Thank you for looking into it. The code in this topic is uses the local files, since it was hard to get a stable estimate on with the code/root-readspeed on lxplus and the files on the eos (which is the real situation since there’s a from 65 GB to 2 TB files to slim/skim). But I do use the /eos/... way, so I’ll try switching to the root://... one. Why is it faster, though?

Best,
Aleksandr

eguiraud · November 24, 2022, 3:50pm

/eos goes through the network-mounted filesystem, root:// goes through the xrootd protocol. The latter is specialized for reading ROOT files and performs less calls and just for the necessary bytes. Spread the word! Future ROOT versions will actually switch to root:// under the hood by default, but not v6.26. For now you can check how much difference it makes using root-readspeed (which will be included in ROOT v6.28, by the way).

About your questions, it will be hard to answer to 2.a without doing a comparison study in similar conditions to those in which you actually run your code, but I’ll see whether I can figure out what’s going on for 1. and 2.b. It could just be that things are working as intended, RDF is known to have a certain overhead compared to root-readspeed (the price of nice features) – but it could also be that there are some easy performance gains possible.

Cheers,
Enrico

eguiraud · November 28, 2022, 1:21pm

Hi Aleksandr,

I took a look at the reproducer you shared and could not see anything out of the ordinary. As I mentioned RDF has some overhead on top of rootreadspeed, and then on top of that the RDF slimming simply does more than rootreadspeed: it doesn’t only read but it also processes data and writes it out again.
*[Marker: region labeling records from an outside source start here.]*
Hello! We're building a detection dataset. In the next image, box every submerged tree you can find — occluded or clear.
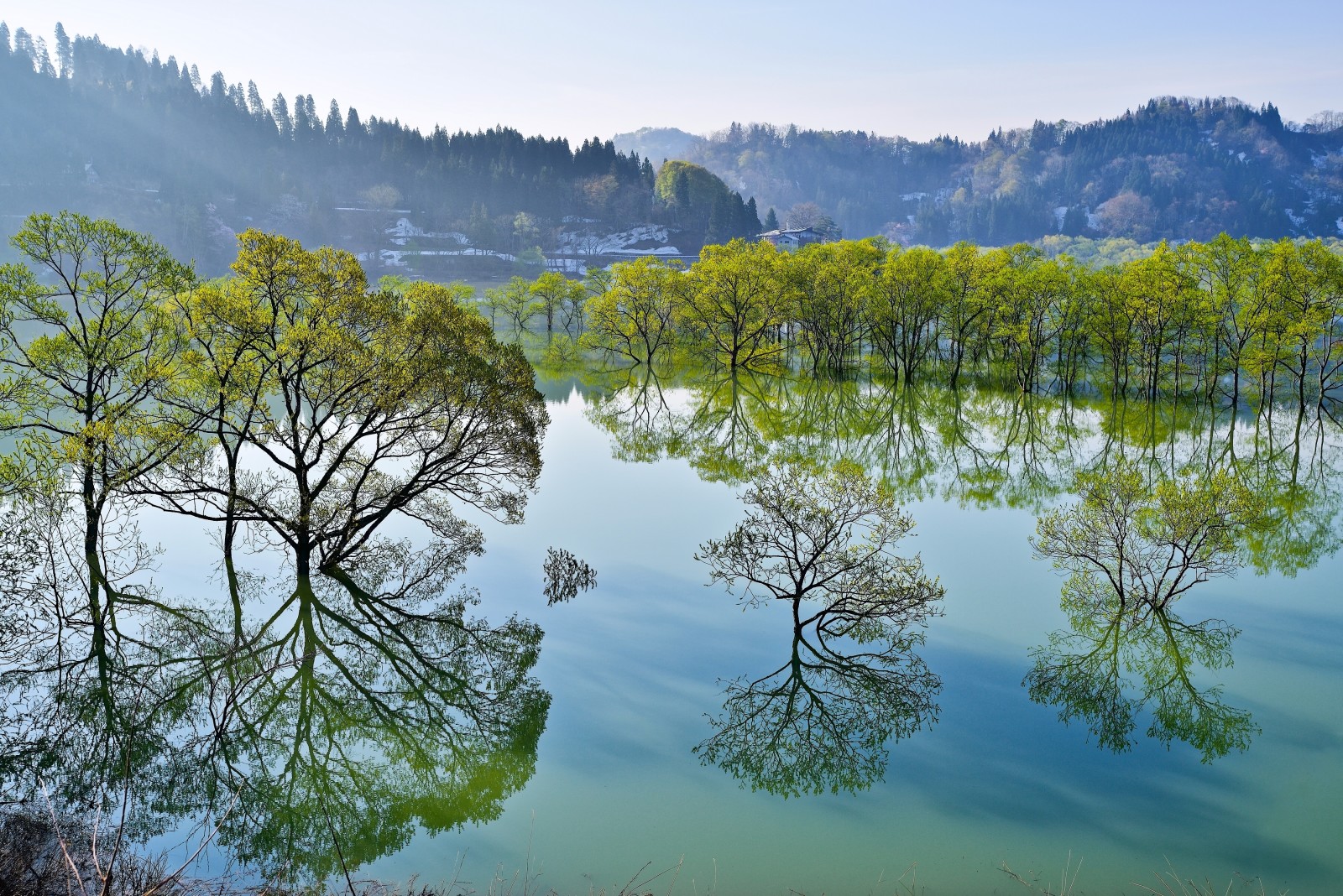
[1023,461,1264,762]
[1032,460,1262,610]
[1022,595,1260,762]
[696,461,944,628]
[694,614,942,797]
[0,224,548,878]
[696,461,944,795]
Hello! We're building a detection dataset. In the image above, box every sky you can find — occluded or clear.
[0,0,1343,141]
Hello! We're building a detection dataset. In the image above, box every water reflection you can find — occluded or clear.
[694,612,942,797]
[584,370,1343,576]
[1025,460,1265,762]
[0,502,549,883]
[696,461,944,797]
[588,372,1343,772]
[1023,603,1260,762]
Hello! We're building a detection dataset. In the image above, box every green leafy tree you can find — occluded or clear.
[584,258,687,366]
[682,240,788,370]
[1032,460,1264,612]
[0,212,193,697]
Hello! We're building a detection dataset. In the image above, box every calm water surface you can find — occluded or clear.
[343,370,1343,893]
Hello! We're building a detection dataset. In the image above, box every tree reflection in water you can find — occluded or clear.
[696,463,943,797]
[1025,460,1265,762]
[1023,602,1260,762]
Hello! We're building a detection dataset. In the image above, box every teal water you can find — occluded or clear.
[349,381,1343,893]
[13,372,1343,896]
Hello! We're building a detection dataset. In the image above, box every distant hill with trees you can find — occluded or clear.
[0,23,1343,275]
[614,98,1343,246]
[0,24,760,273]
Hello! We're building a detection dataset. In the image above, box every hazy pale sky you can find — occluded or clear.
[0,0,1343,141]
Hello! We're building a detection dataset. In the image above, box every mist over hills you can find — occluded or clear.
[0,24,1343,275]
[614,103,1343,246]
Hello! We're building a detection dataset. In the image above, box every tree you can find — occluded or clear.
[696,461,944,630]
[0,212,193,711]
[1032,460,1264,613]
[696,461,944,795]
[584,258,687,365]
[682,239,788,370]
[529,271,587,336]
[1022,605,1260,763]
[866,247,948,379]
[490,276,537,336]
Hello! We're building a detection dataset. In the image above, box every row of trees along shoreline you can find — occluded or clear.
[502,235,1343,404]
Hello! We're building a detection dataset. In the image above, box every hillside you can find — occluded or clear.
[0,23,1343,269]
[614,98,1343,246]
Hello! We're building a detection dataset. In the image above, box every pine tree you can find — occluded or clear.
[739,195,760,236]
[53,22,76,79]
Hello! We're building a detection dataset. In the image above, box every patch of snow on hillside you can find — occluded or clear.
[378,249,517,267]
[384,217,470,246]
[559,224,681,255]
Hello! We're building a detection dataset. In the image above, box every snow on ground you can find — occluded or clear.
[559,224,681,255]
[385,217,470,246]
[378,249,517,267]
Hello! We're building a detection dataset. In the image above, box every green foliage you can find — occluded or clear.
[0,213,549,880]
[696,463,944,797]
[1032,460,1265,612]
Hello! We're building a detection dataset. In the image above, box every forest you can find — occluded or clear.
[481,235,1343,406]
[0,23,1343,276]
[615,96,1343,247]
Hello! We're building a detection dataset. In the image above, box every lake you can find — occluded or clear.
[3,372,1343,894]
[352,374,1343,893]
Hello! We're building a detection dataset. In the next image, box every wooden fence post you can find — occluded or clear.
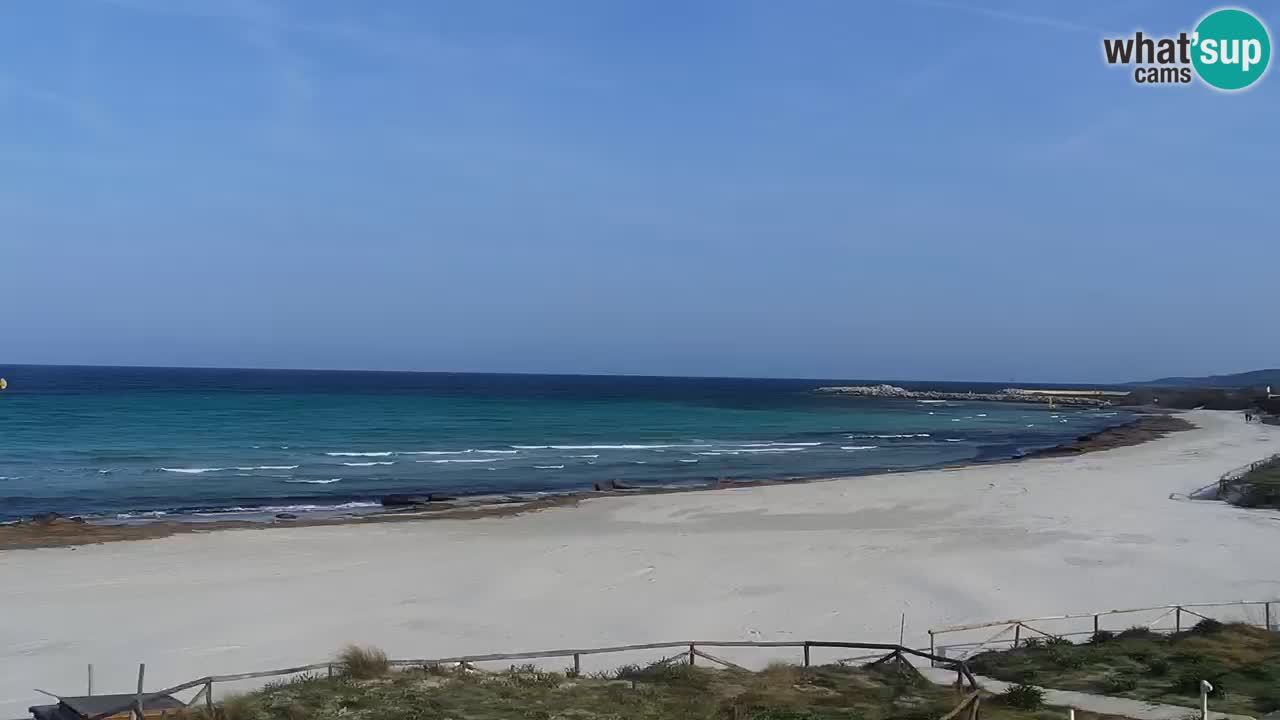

Also at least in this case writing actually takes longer than reading, and most of the writing time is spent compressing the data, so you can speed up the slimming by picking a faster compression algorithm, e.g. adding opts.fCompressionAlgorithm = ROOT.ECompressionAlgorithm.kZSTD to the snapshot options I see runtimes go down from ~30s to ~20s.

Cheers,
Enrico

P.S.
I would be curious to know what kind of speed-up using root:// instead of /eos gives you

apetukho · November 28, 2022, 2:16pm

Hi Enrico,

Thank you for looking into it and for the detailed explanation! I guess this is the best I can do with a large file processing, so I better switch to other problems like processing multiple small files. Even with collecting multiple Snapshot handles and using RunGraphs I get a run time not proportional to the size of the files, so expect another thread soon
Still, where can I learn more about the available compression algorithms and their pros and cons?

Unfortunately, the XRootD tests have only shown that I have no idea how the lxplus + eos combination works or how to test it properly. I’ve ran the same root-readspeed commands from a clean login 3 times for the same setup with 1 thread and got the following results for the real time:

/eos/
[83.4, 43.8, 54. 8] s
60.6 +- 20.5 s

root://
[65.1, 26.2, 69.5] s
53.6 +- 23.8 s

I hope the improvement will be more clear in the full data processing.

eguiraud · November 28, 2022, 2:33pm

Mmmh you are dominated by noise and/or other latencies. root:// should consistently demonstrate the smallest minimum runtimes though.

@pcanal might be able to point you to some docs. The available algorithms are kZLIB, kLZMA, kLZ4, kZSTD. My understanding is the following: LZ4 is faster but compresses less well, LZMA is slower but compresses more, ZLIB and ZSTD are a bit of a middle ground but ZSTD is newer and typically closer to LZ4 speed while still having good enough compression.

Just a wild guess, but if the files are very small, the overhead of opening and closing the file might become important w.r.t. the actual event loop time. I’m happy to take a look though, “runtime does not scale linearly with number of events” is something that we should have a good explanation for Certainly the expectation is that it is!

Cheers,
Enrico

system · December 12, 2022, 2:34pm

This topic was automatically closed 14 days after the last reply. New replies are no longer allowed.